İkili ilişkilerde başarı: Kaybetmeden sevebilmek
İlişkilerde başarı, artık “ayakta kalan” değil “haklı çıkan” olmakla ölçülüyor. Oysa sevgi, kazananı olmayan bir oyundur. Birini anlamak, affedebilmek, onun içindeki kırıklığı görebilmek belki de en olgun başarı biçimidir. Çünkü sevgide yarış yoktur; sadece yan yana yürüyebilme cesareti vardır.
Kendinle başarı: Sessizliğin içinde var olmak
Ve sonunda hepimiz kendi içimizde aynı soruya geliyoruz: “İnsan başarmak zorunda mı?” Benim cevabım kocaman bir hayır.
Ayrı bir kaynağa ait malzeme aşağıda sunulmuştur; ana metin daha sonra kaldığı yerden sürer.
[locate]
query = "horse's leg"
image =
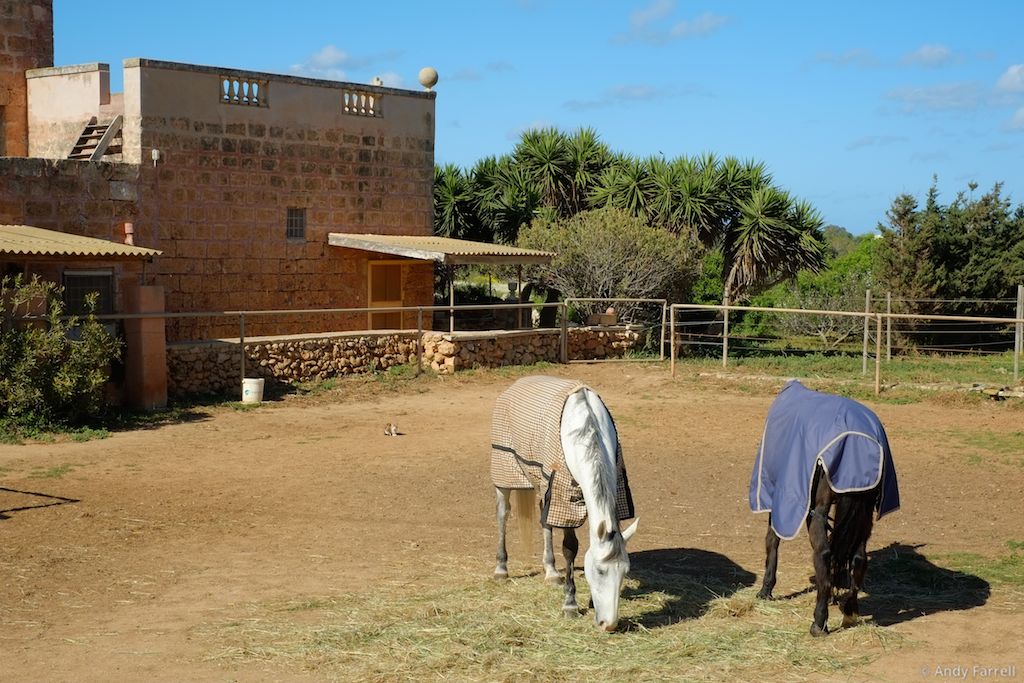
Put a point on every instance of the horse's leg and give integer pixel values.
(550, 572)
(851, 609)
(503, 495)
(771, 562)
(570, 545)
(822, 566)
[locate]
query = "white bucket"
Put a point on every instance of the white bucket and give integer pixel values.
(252, 390)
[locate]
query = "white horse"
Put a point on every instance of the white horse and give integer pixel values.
(590, 443)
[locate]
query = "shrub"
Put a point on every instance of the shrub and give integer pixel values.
(608, 253)
(52, 371)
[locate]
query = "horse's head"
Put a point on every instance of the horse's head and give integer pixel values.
(605, 565)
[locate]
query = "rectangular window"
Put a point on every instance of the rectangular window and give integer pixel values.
(385, 292)
(80, 284)
(295, 223)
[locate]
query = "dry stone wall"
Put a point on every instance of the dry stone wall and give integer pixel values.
(214, 367)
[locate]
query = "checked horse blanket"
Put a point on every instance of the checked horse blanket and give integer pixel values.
(526, 451)
(806, 427)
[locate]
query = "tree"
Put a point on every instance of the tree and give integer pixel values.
(608, 253)
(52, 372)
(951, 259)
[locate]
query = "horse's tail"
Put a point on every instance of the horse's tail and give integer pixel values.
(852, 528)
(525, 512)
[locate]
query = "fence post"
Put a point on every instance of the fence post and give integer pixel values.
(660, 348)
(672, 343)
(419, 340)
(1019, 337)
(565, 332)
(725, 331)
(242, 346)
(889, 327)
(867, 313)
(452, 306)
(878, 354)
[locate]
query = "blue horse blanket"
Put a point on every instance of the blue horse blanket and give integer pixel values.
(806, 427)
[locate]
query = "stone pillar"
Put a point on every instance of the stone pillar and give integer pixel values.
(145, 348)
(26, 42)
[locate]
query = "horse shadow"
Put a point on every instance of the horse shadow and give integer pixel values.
(903, 585)
(689, 577)
(50, 501)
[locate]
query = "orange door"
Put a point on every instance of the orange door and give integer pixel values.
(385, 291)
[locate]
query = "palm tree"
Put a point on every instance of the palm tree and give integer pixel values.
(455, 213)
(774, 239)
(505, 198)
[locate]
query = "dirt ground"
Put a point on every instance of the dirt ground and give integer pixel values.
(116, 552)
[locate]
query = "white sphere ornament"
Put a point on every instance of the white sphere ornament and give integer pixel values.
(428, 77)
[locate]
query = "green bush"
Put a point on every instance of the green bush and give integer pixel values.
(52, 371)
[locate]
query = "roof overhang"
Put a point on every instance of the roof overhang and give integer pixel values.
(25, 243)
(441, 250)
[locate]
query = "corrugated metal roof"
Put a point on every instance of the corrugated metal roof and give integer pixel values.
(442, 250)
(36, 242)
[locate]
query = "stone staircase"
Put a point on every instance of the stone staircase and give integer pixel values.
(98, 140)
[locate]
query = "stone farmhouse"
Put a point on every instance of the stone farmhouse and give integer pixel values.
(208, 188)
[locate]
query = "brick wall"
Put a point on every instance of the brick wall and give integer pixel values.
(227, 174)
(89, 199)
(26, 42)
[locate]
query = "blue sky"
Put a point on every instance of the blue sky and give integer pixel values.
(848, 103)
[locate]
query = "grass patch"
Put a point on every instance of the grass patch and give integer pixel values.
(930, 371)
(674, 625)
(55, 472)
(88, 434)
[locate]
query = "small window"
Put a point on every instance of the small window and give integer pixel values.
(80, 284)
(295, 223)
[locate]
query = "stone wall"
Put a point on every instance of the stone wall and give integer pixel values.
(446, 352)
(89, 199)
(215, 367)
(26, 42)
(603, 342)
(228, 172)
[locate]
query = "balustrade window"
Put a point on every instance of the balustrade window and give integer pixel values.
(295, 223)
(246, 91)
(359, 102)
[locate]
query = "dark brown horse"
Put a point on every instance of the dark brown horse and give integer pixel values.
(823, 462)
(839, 525)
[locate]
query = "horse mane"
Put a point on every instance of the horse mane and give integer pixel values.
(598, 465)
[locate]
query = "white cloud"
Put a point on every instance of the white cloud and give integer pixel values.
(1017, 123)
(471, 74)
(1012, 80)
(642, 26)
(392, 80)
(335, 63)
(930, 157)
(944, 96)
(621, 95)
(856, 56)
(932, 55)
(875, 140)
(705, 25)
(652, 12)
(329, 56)
(517, 132)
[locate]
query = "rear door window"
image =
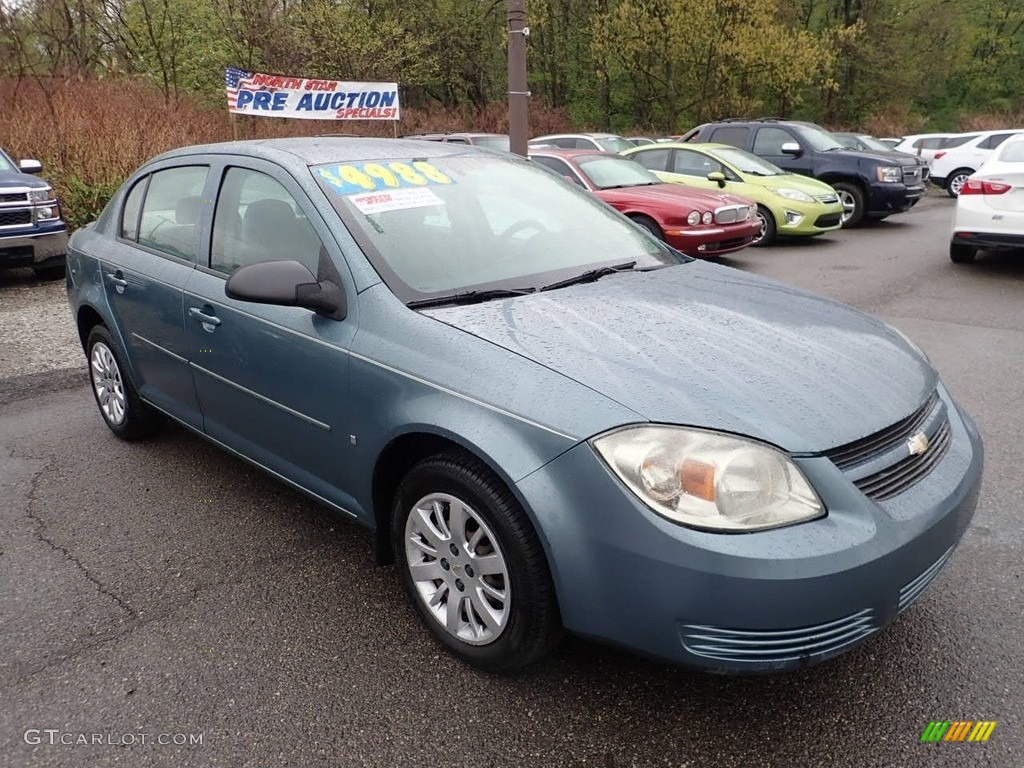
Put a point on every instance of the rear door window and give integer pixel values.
(734, 135)
(770, 139)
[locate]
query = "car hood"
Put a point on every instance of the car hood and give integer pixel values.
(16, 178)
(791, 181)
(706, 345)
(672, 196)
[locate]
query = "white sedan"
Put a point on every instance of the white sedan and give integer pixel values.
(990, 206)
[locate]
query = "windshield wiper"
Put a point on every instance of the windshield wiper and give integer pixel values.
(591, 274)
(637, 183)
(470, 297)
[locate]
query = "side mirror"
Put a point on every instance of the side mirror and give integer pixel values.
(287, 284)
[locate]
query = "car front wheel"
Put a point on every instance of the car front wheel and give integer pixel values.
(956, 180)
(767, 235)
(472, 565)
(122, 409)
(853, 203)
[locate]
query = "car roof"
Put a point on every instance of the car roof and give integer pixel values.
(570, 154)
(311, 151)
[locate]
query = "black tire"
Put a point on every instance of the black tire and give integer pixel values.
(138, 419)
(648, 223)
(955, 181)
(530, 623)
(768, 229)
(961, 253)
(850, 195)
(49, 272)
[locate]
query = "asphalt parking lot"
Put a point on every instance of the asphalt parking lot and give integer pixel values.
(168, 590)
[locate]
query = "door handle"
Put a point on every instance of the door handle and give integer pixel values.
(206, 320)
(117, 280)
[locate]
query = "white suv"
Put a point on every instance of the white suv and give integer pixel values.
(923, 144)
(951, 167)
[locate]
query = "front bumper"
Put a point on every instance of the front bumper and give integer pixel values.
(713, 240)
(989, 241)
(38, 247)
(887, 199)
(814, 218)
(756, 602)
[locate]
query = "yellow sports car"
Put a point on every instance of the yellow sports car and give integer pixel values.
(787, 203)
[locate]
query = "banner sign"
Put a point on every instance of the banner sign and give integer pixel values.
(308, 98)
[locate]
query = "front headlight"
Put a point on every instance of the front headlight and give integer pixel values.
(788, 194)
(41, 195)
(890, 173)
(710, 480)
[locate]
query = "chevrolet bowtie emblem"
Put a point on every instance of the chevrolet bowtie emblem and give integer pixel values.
(919, 443)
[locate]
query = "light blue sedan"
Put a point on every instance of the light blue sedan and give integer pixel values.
(550, 419)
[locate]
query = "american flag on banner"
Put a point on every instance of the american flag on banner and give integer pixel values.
(233, 80)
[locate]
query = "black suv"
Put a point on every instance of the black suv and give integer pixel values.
(871, 184)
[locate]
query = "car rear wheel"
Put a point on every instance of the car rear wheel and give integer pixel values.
(853, 203)
(955, 181)
(649, 224)
(472, 564)
(961, 253)
(767, 235)
(125, 413)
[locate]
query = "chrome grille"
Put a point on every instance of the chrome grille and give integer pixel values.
(777, 645)
(914, 589)
(911, 175)
(15, 218)
(731, 214)
(866, 449)
(903, 474)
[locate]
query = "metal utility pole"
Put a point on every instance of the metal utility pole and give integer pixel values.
(518, 95)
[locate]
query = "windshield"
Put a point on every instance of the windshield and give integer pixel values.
(818, 138)
(747, 163)
(479, 223)
(613, 143)
(494, 142)
(872, 143)
(608, 172)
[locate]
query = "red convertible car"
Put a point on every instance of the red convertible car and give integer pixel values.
(695, 221)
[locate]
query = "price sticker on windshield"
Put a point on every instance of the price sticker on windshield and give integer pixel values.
(355, 178)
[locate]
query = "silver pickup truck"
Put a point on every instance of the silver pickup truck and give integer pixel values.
(33, 232)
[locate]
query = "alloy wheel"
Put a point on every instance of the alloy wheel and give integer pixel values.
(108, 383)
(458, 568)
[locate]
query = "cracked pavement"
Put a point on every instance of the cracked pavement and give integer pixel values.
(165, 587)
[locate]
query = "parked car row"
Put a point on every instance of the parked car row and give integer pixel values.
(32, 229)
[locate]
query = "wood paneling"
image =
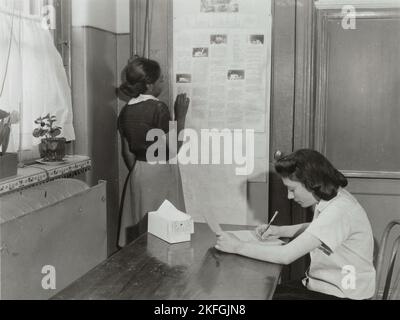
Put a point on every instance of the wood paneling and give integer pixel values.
(358, 96)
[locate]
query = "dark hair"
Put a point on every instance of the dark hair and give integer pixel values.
(139, 73)
(314, 171)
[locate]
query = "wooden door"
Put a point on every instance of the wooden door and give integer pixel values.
(357, 104)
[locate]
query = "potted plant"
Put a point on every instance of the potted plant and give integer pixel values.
(8, 161)
(52, 147)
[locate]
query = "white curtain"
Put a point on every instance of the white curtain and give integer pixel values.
(35, 79)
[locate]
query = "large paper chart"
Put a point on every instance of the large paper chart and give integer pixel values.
(221, 59)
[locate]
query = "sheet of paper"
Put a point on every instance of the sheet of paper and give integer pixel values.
(250, 236)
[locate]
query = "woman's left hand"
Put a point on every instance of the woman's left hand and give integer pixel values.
(228, 243)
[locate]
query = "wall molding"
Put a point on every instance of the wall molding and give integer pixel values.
(358, 4)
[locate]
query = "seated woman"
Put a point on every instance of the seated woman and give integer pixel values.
(339, 239)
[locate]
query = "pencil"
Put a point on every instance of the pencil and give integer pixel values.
(272, 220)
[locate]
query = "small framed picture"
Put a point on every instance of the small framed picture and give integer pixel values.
(200, 52)
(183, 78)
(236, 75)
(256, 39)
(218, 39)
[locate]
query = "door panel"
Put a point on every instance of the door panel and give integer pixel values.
(357, 109)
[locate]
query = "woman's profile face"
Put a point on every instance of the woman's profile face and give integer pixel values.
(298, 193)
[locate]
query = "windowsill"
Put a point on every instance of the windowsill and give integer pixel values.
(34, 174)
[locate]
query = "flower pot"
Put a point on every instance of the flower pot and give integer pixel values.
(8, 165)
(52, 149)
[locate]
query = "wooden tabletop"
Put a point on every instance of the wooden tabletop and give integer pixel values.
(151, 269)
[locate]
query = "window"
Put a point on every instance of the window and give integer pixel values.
(35, 67)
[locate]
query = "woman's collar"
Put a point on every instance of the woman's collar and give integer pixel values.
(141, 98)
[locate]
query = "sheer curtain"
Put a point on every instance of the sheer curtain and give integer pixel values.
(33, 80)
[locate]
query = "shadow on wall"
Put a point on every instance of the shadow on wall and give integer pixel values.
(102, 119)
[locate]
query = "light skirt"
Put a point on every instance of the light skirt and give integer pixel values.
(149, 186)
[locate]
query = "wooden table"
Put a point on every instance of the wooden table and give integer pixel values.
(151, 269)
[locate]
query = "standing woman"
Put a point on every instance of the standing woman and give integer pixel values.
(147, 185)
(339, 239)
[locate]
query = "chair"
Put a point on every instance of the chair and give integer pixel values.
(390, 285)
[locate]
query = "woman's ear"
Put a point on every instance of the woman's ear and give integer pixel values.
(150, 87)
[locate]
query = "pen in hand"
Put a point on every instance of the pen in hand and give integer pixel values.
(269, 224)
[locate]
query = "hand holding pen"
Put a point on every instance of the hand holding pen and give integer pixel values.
(267, 231)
Hayat, sürekli kazanmakla değil; bazen kaybederek, bazen durarak, bazen hiçbir şey yapmadan da anlam bulur. Bir günün sonunda huzurlu uyuyabiliyorsan, birine iyilik etmişsen, vicdanınla barışıksan, işte o gün sen zaten başarmışsındır.
Bugün başarıyı yeniden tanımlama zamanı. Belki de gerçek başarı; “başarısız görünmeyi göze alabilmek”tir. Çünkü insanın en büyük zaferi, sistemin dayattığı yollardan değil; kendi vicdanının rehberliğinden geçer.
Artık ben başarının tanımını kendim yapıyorum: Yaşamak, hissetmek, üretmek, sevmek ve farkında olmak. Gerisi, alkışların gürültüsünde kaybolmuş bir yansıma sadece.
“Bu yazı, başarıyı yeniden tanımlamak isteyenlere ithaf edilmiştir.”
Not : 6 dakika yazı çalışmaları içinde yazılmış ve geliştirilmiştir.